I love these 2 goldens - thanks


----------



## carolynk9 (Nov 16, 2011)

Never too early for a photo like that! Wonderful!


----------



## xoerika620xo (May 25, 2012)

So beautiful I can't wait to take Chester's Christmas photos


----------



## MTCara (Nov 20, 2012)

Lovely! Thank you for the reminder. I need to take my girl out for a pic with Santa this year.


----------



## lalavender (May 26, 2012)

All of my favorite things, Goldens, Santa and a good event. Photos with Santa are the best.


----------



## goldhaven (Sep 3, 2009)

Funny you should post this today. That is what we did this evening.
You are lucky. Our Santa wasn't allowed to touch the dogs.


----------



## Vinnie's Mom (Jun 9, 2012)

I love both Santa portraits!


Sent from my iPhone using Petguide.com Free App


----------



## Zuca's mom (Aug 14, 2012)

Awe, I want to see more Santa portraits! They are so cute.


----------



## kjohnstone82 (Sep 24, 2012)

never too early for cute photos like that!

Doubt there is such a thing in Korea as would love to take my two 
:no::no::no::no:


----------



## Neeko13 (Jul 10, 2010)

Both santas photos are awesome!! ::


----------



## Wendy427 (Apr 4, 2009)

Cute pictures! I'm definitely going to check around Columbus to see who's doing Santa pics. Would love to get one of Renny.


----------



## *Laura* (Dec 13, 2011)

Great Santa shots. I hope more come in


----------



## CAROLINA MOM (May 12, 2009)

Love the Santa Photos, they're fantastic!


----------



## Neeko13 (Jul 10, 2010)

Took Molson & Neeko to see Santa today, they were terrific...they were the hit of Petsmart, and their first trip out to see people!!!


----------



## mag&bays mom (Sep 25, 2010)

Great photos everyone. Love seeing Christmas Goldens. 

The mall near us is having a dog night with Santa next Monday and I'm thinking of taking my two. I'm just wondering how they will react to all the people/other dogs and just the mall in general. 

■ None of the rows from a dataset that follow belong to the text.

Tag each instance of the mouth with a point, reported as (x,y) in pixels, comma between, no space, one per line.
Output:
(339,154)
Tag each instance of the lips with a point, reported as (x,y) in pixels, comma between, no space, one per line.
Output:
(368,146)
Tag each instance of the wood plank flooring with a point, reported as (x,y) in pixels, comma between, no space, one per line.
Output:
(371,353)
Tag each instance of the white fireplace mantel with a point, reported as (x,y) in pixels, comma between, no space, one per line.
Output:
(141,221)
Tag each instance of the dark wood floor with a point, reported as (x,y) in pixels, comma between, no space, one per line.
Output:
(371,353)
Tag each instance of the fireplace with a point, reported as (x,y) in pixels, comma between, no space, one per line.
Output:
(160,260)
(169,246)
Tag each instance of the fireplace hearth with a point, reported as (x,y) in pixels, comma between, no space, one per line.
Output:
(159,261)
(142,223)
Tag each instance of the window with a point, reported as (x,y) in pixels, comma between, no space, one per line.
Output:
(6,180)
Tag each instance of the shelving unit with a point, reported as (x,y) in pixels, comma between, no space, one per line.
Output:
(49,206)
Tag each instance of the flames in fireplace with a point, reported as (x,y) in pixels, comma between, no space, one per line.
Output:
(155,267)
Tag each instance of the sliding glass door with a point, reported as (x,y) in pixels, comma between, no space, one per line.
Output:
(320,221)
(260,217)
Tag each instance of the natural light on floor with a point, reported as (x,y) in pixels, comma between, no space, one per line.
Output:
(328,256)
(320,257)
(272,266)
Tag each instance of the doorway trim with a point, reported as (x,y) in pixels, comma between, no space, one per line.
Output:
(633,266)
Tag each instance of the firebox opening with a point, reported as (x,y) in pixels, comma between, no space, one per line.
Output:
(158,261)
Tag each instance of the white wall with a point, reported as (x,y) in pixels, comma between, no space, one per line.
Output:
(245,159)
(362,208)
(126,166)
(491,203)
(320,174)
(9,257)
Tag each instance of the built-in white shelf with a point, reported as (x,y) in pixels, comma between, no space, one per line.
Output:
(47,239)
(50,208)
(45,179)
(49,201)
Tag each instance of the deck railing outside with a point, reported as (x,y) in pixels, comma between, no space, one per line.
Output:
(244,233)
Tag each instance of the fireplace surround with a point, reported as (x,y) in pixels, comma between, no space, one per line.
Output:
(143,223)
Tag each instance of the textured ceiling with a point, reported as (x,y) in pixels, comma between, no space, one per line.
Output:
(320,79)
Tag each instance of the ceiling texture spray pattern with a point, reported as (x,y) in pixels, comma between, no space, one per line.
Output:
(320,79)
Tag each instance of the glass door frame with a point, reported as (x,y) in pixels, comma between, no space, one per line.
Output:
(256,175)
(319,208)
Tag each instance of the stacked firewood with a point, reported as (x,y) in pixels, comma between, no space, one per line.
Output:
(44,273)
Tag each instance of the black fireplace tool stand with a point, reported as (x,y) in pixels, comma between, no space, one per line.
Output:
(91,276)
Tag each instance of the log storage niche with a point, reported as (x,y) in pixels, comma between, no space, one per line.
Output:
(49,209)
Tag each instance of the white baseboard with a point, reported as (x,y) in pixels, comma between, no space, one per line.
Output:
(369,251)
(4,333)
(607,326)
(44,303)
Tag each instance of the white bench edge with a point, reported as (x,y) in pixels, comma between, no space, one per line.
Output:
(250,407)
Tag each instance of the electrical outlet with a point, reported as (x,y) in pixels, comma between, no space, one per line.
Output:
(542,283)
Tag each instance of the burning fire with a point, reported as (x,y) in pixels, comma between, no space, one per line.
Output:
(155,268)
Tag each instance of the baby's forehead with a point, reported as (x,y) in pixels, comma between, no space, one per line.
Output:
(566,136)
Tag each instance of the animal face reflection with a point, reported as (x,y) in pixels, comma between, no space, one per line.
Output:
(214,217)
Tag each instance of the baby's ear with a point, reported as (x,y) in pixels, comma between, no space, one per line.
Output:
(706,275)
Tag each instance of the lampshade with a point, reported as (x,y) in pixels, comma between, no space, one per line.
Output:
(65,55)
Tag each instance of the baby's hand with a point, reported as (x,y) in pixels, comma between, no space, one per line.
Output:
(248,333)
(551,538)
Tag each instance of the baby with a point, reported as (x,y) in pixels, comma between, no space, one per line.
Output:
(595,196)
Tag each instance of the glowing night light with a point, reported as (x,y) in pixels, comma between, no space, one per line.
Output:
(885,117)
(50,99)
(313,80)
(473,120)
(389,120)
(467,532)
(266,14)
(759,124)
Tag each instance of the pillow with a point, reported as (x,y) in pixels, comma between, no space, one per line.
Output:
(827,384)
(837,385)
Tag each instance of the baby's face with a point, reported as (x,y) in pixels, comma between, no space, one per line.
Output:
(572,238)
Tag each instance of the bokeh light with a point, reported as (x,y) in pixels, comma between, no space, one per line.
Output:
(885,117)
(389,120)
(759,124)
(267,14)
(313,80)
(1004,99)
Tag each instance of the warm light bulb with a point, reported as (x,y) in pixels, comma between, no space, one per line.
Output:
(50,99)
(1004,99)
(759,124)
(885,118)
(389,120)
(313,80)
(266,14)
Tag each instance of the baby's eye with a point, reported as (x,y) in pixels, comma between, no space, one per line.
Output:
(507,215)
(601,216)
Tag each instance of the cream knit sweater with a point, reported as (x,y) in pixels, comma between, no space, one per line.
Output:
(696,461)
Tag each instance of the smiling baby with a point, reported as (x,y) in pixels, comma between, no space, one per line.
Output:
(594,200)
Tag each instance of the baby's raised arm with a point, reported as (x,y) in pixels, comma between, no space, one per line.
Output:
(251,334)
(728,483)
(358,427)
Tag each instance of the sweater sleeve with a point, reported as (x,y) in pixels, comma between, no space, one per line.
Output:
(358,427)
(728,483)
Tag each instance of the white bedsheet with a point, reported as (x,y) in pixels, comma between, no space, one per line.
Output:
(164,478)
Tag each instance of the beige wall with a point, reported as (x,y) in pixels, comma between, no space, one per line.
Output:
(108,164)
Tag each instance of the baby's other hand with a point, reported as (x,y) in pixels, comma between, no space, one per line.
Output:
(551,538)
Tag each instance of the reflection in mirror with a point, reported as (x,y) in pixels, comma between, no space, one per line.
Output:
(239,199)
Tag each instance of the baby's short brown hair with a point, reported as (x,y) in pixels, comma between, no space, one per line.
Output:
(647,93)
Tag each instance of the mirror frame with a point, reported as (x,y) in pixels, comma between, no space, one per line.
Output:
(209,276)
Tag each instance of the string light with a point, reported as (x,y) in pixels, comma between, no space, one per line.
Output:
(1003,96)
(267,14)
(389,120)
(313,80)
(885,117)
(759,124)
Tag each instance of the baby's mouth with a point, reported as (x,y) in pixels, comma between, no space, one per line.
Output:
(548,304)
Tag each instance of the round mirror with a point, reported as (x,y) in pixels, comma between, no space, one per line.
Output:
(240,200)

Sent from my iPhone using Petguide.com Free App


----------



## goldhaven (Sep 3, 2009)

Nash666 said:


> Took Molson & Neeko to see Santa today, they were terrific...they were the hit of Petsmart, and their first trip out to see people!!!
> View attachment 122345


I love their little green collars. They are adorable. Great photo.


----------



## Cathy's Gunner (Dec 4, 2008)

Love the Santa pictures!!!!!


----------